Granite Construction Incorporated reports Q1 results today with options traders abruptly shifting toward the most defensive posture seen in months.
The clearest signal into the print is in the options market. The put/call ratio jumped to 0.61 on June 3 — more than four standard deviations above its 20-day average of just 0.09. That is a dramatic single-session move in a name that has traded with almost no put activity for weeks. The pattern is stark: the PCR hovered below 0.07 every day from late April through June 2, then spiked more than tenfold overnight. That kind of compression followed by a sudden surge in protective buying points to investors scrambling for downside cover right on the eve of the release.
Short interest reinforces the cautious tilt. Bears have been rebuilding steadily — SI now represents 9.8% of the free float, up more than 8% over the past month, with positions rising a further 2.6% in the latest session alone. The step-change began around May 11, when shorts added roughly 350,000 shares in a single week. Despite this accumulation, the borrow market is not signalling a squeeze: cost to borrow is a low 0.42%, and availability — at roughly 407% of short interest — remains well supplied. Shorts are leaning in, but they are doing so cheaply and without friction.
The analyst debate is pointed. Oppenheimer's Brent Thielman initiated coverage on May 28 with an Outperform and a $170 target, joining DA Davidson's existing Buy at $155. The consensus mean target of $167 implies more than 20% upside from current levels near $139. Goldman Sachs is the sole skeptic, carrying a Neutral rating — initiated in late November with a $124 target that the stock has since traded well past.
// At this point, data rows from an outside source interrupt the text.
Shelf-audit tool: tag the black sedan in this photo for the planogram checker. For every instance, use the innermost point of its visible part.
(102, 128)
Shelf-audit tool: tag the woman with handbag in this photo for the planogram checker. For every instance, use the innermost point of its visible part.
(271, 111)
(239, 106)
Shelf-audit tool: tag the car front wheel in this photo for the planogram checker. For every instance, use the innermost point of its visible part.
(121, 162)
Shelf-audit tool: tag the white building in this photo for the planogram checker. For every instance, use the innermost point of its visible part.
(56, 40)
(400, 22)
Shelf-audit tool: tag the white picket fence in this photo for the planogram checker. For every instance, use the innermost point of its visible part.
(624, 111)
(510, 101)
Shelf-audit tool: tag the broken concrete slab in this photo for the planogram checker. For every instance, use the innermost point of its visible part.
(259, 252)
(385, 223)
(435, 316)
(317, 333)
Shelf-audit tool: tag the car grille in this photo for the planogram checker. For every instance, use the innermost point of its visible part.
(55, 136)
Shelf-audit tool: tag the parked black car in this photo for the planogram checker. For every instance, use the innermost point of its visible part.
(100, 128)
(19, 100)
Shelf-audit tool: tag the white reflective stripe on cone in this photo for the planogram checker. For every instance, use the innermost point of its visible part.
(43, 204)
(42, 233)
Goldman has not updated its view since January, when it raised the target to $124. The bull case centres on infrastructure spending momentum and a strong backlog; the bear case, implicit in Goldman's caution, is that the stock has re-rated faster than fundamentals justify. The earnings yield factor score ranks in just the 38th percentile, suggesting the valuation is not cheap by historical standards even as EPS surprise history ranks in the 81st percentile.
The one earnings data point worth flagging is the most recent prior print. When GVA reported on April 30, the stock gained nearly 14% on the day and extended to a 15% gain over the following five days. That reaction set the bar — and the current price, now $139, reflects some of that momentum. Whether today's print can sustain that trajectory, or whether the sudden options hedging and rebuilt short interest proves prescient, is precisely what the numbers will determine.